Java - Using Hadoop to connect to ElasticSearch from Spark does not work

Using Hadoop to connect to ElasticSearch from Spark does not work… here is a solution to the problem.

Using Hadoop to connect to ElasticSearch from Spark does not work

I’m having trouble connecting to an ElasticSearch node running locally from my Java code, which runs as a job submitted to Spark (run locally). However, when I don’t use Spark, there is no problem with the connection. Also running Python jobs and submitting them to spark works fine.

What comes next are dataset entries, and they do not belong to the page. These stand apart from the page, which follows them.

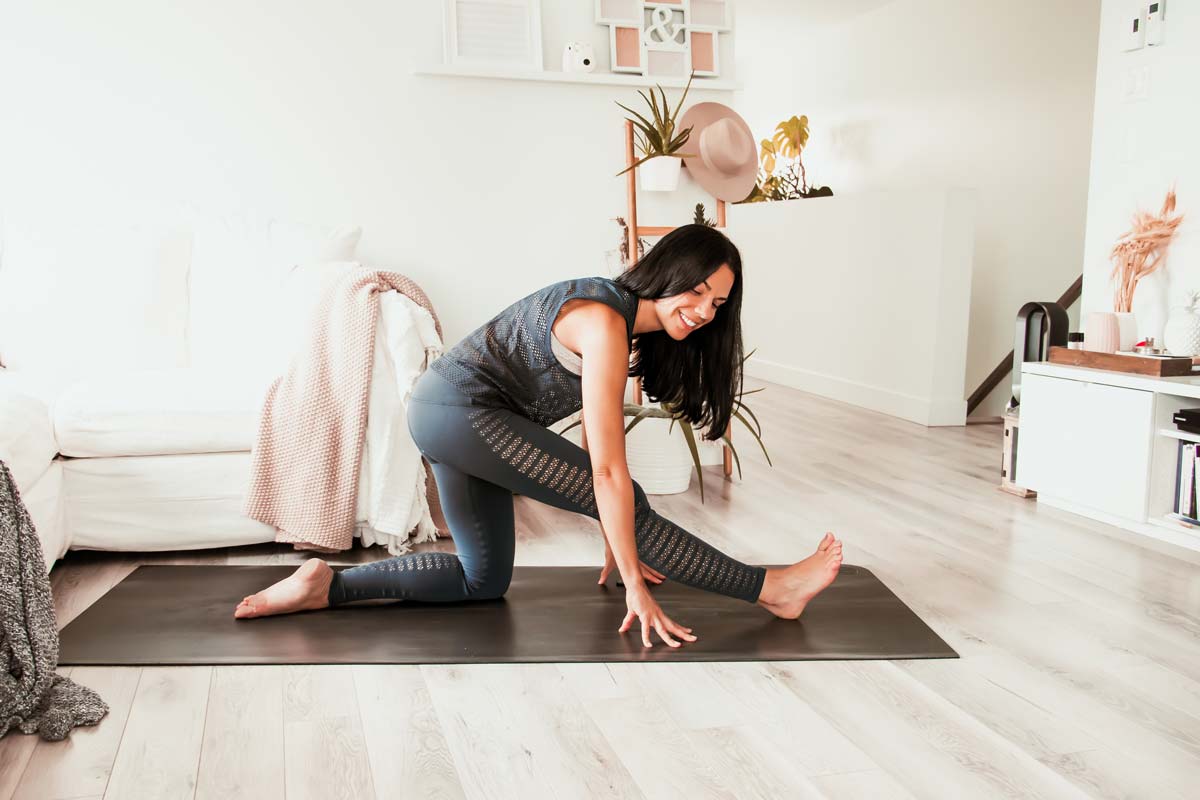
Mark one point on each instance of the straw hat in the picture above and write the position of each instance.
(727, 164)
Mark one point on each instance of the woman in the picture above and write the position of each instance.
(479, 416)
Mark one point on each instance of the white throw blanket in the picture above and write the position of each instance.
(333, 457)
(391, 483)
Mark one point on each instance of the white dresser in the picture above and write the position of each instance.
(1102, 444)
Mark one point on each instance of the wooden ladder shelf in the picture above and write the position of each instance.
(636, 230)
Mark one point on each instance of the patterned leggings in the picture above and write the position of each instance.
(480, 456)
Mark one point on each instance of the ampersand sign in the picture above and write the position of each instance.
(658, 25)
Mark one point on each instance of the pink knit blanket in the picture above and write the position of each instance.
(304, 475)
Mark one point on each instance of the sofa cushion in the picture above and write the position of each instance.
(239, 265)
(160, 411)
(27, 439)
(84, 298)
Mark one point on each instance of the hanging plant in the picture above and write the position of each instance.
(658, 137)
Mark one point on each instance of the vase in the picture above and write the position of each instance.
(1102, 331)
(1127, 323)
(659, 461)
(1181, 335)
(659, 174)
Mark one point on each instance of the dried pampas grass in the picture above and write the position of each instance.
(1141, 250)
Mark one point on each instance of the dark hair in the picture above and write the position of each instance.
(701, 374)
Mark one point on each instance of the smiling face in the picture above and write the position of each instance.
(683, 313)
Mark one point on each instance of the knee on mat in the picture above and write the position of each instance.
(641, 503)
(491, 587)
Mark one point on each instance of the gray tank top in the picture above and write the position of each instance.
(510, 361)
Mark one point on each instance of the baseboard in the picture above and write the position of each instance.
(922, 410)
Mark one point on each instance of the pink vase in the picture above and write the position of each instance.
(1102, 331)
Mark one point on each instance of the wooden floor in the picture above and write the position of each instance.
(1079, 678)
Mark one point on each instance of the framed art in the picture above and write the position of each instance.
(493, 32)
(665, 37)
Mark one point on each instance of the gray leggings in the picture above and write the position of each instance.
(480, 456)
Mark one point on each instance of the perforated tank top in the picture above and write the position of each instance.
(509, 360)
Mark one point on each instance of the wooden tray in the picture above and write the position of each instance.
(1140, 365)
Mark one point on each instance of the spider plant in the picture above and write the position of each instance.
(658, 137)
(664, 411)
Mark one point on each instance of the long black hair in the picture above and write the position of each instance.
(701, 374)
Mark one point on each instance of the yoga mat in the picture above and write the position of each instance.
(163, 614)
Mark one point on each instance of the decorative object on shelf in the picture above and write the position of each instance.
(781, 174)
(665, 38)
(1157, 366)
(1127, 326)
(660, 142)
(579, 56)
(1182, 332)
(1140, 252)
(663, 411)
(493, 32)
(1102, 332)
(726, 163)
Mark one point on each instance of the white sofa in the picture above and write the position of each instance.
(135, 364)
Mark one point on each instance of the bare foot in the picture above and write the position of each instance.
(789, 590)
(305, 589)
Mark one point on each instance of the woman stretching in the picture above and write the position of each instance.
(479, 413)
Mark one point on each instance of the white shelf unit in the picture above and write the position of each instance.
(598, 78)
(1103, 444)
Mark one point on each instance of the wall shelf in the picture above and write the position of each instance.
(1179, 434)
(599, 78)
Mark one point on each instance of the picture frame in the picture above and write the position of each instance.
(497, 34)
(665, 38)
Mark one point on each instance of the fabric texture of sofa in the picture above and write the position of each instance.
(135, 365)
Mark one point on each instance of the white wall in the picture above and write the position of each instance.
(486, 190)
(993, 96)
(1140, 148)
(879, 322)
(480, 190)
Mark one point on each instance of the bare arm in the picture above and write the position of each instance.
(605, 371)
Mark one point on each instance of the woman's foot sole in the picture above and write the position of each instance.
(792, 588)
(306, 589)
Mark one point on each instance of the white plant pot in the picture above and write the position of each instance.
(658, 461)
(659, 174)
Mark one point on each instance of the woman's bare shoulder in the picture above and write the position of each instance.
(585, 325)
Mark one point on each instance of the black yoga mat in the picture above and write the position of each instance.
(184, 615)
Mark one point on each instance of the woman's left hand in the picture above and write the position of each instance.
(610, 564)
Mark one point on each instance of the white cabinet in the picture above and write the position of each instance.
(1087, 444)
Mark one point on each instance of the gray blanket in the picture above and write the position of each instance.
(33, 697)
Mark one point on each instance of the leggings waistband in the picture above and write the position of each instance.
(432, 388)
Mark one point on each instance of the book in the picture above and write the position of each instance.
(1186, 498)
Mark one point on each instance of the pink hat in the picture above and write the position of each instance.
(727, 164)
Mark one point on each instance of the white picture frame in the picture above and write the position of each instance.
(711, 20)
(493, 34)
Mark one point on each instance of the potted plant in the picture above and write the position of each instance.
(659, 142)
(665, 467)
(781, 174)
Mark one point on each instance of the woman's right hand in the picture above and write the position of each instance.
(642, 606)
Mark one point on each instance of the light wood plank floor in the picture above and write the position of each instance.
(1079, 678)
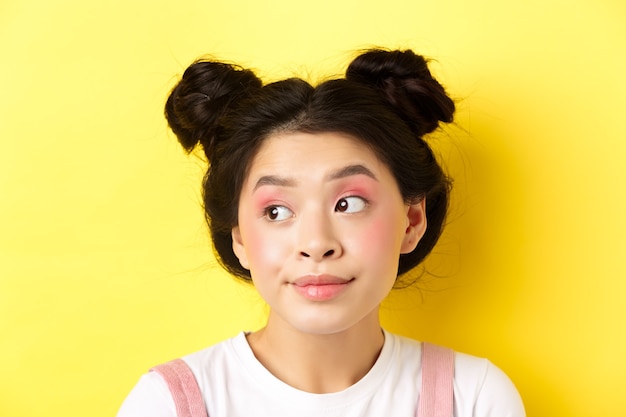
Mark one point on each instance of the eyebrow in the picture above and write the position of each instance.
(348, 171)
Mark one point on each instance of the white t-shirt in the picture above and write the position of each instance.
(235, 384)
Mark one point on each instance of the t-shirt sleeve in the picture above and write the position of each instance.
(149, 398)
(497, 396)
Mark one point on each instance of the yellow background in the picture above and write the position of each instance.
(104, 260)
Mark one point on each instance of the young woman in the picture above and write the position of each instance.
(321, 197)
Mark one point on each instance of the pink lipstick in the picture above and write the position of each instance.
(320, 287)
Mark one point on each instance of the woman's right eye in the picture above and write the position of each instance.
(278, 213)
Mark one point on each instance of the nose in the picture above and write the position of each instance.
(317, 238)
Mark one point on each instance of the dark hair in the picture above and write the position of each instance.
(388, 99)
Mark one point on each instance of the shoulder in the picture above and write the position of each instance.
(151, 395)
(481, 389)
(481, 386)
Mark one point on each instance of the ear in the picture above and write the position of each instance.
(416, 219)
(238, 247)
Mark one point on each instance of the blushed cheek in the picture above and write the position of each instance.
(261, 249)
(379, 237)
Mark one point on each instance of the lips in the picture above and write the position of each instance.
(320, 287)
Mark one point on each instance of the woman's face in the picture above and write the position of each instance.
(321, 227)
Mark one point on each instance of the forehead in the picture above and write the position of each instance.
(298, 150)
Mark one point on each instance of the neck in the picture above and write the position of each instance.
(318, 363)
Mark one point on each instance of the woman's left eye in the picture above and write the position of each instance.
(350, 204)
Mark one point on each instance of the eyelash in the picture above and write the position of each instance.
(275, 210)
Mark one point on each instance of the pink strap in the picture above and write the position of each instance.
(437, 395)
(184, 388)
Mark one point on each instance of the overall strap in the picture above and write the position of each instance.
(184, 388)
(437, 395)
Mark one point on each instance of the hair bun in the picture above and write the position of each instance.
(403, 79)
(201, 97)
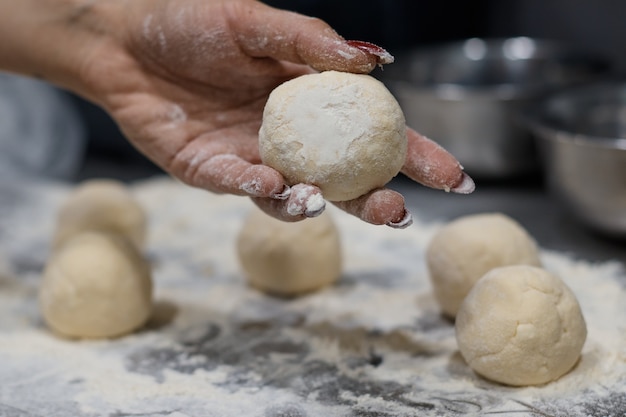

I know that for Java I need to connect via port 9300 instead of 9200 (HTTP port). Still, I always get the same exception, there is no difference between reading or writing:

16/08/04 16:51:55 ERROR NetworkClient: Node [The server localhost failed to respond with a valid HTTP response] failed (localhost:9300); no other nodes left - aborting...
Exception in thread "main" org.elasticsearch.hadoop.rest.EsHadoopNoNodesLeftException: Connection error (check network and/or proxy settings)- all nodes failed; tried [[localhost:9300]] 
    at org.elasticsearch.hadoop.rest.NetworkClient.execute(NetworkClient.java:102)
    at org.elasticsearch.hadoop.rest.RestClient.execute(RestClient.java:282)
    at org.elasticsearch.hadoop.rest.RestClient.execute(RestClient.java:266)
    at org.elasticsearch.hadoop.rest.RestClient.execute(RestClient.java:270)
    at org.elasticsearch.hadoop.rest.RestClient.get(RestClient.java:108)
    at org.elasticsearch.hadoop.rest.RestClient.discoverNodes(RestClient.java:90)
    at org.elasticsearch.hadoop.rest.InitializationUtils.discoverNodesIfNeeded(InitializationUtils.java:61)
    at org.elasticsearch.hadoop.mr.EsInputFormat.getSplits(EsInputFormat.java:434)
    at org.elasticsearch.hadoop.mr.EsInputFormat.getSplits(EsInputFormat.java:415)
    at org.apache.spark.rdd.NewHadoopRDD.getPartitions(NewHadoopRDD.scala:120)
    at org.apache.spark.rdd.RDD$$anonfun$partitions$2.apply(RDD.scala:239)
    at org.apache.spark.rdd.RDD$$anonfun$partitions$2.apply(RDD.scala:237)
    at scala. Option.getOrElse(Option.scala:120)
    at org.apache.spark.rdd.RDD.partitions(RDD.scala:237)
    at org.apache.spark.rdd.RDD$$anonfun$take$1.apply(RDD.scala:1307)
    at org.apache.spark.rdd.RDDOperationScope$.withScope(RDDOperationScope.scala:150)
    at org.apache.spark.rdd.RDDOperationScope$.withScope(RDDOperationScope.scala:111)
    at org.apache.spark.rdd.RDD.withScope(RDD.scala:316)
    at org.apache.spark.rdd.RDD.take(RDD.scala:1302)
    at org.apache.spark.rdd.RDD$$anonfun$first$1.apply(RDD.scala:1342)
    at org.apache.spark.rdd.RDDOperationScope$.withScope(RDDOperationScope.scala:150)
    at org.apache.spark.rdd.RDDOperationScope$.withScope(RDDOperationScope.scala:111)
    at org.apache.spark.rdd.RDD.withScope(RDD.scala:316)
    at org.apache.spark.rdd.RDD.first(RDD.scala:1341)
    at org.apache.spark.api.java.JavaPairRDD.first(JavaPairRDD.scala:211)
    at com.dd.mediaforce.spark.most_popular. ExecutorMostPopular.main(ExecutorMostPopular.java:564)
    at sun.reflect.NativeMethodAccessorImpl.invoke0(Native Method)
    at sun.reflect.NativeMethodAccessorImpl.invoke(NativeMethodAccessorImpl.java:62)
    at sun.reflect.DelegatingMethodAccessorImpl.invoke(DelegatingMethodAccessorImpl.java:43)
    at java.lang.reflect.Method.invoke(Method.java:498)
    at org.apache.spark.deploy.SparkSubmit$.org$apache$spark$deploy$SparkSubmit$$runMain(SparkSubmit.scala:731)
    at org.apache.spark.deploy.SparkSubmit$.doRunMain$1(SparkSubmit.scala:181)
    at org.apache.spark.deploy.SparkSubmit$.submit(SparkSubmit.scala:206)
    at org.apache.spark.deploy.SparkSubmit$.main(SparkSubmit.scala:121)
    at org.apache.spark.deploy.SparkSubmit.main(SparkSubmit.scala)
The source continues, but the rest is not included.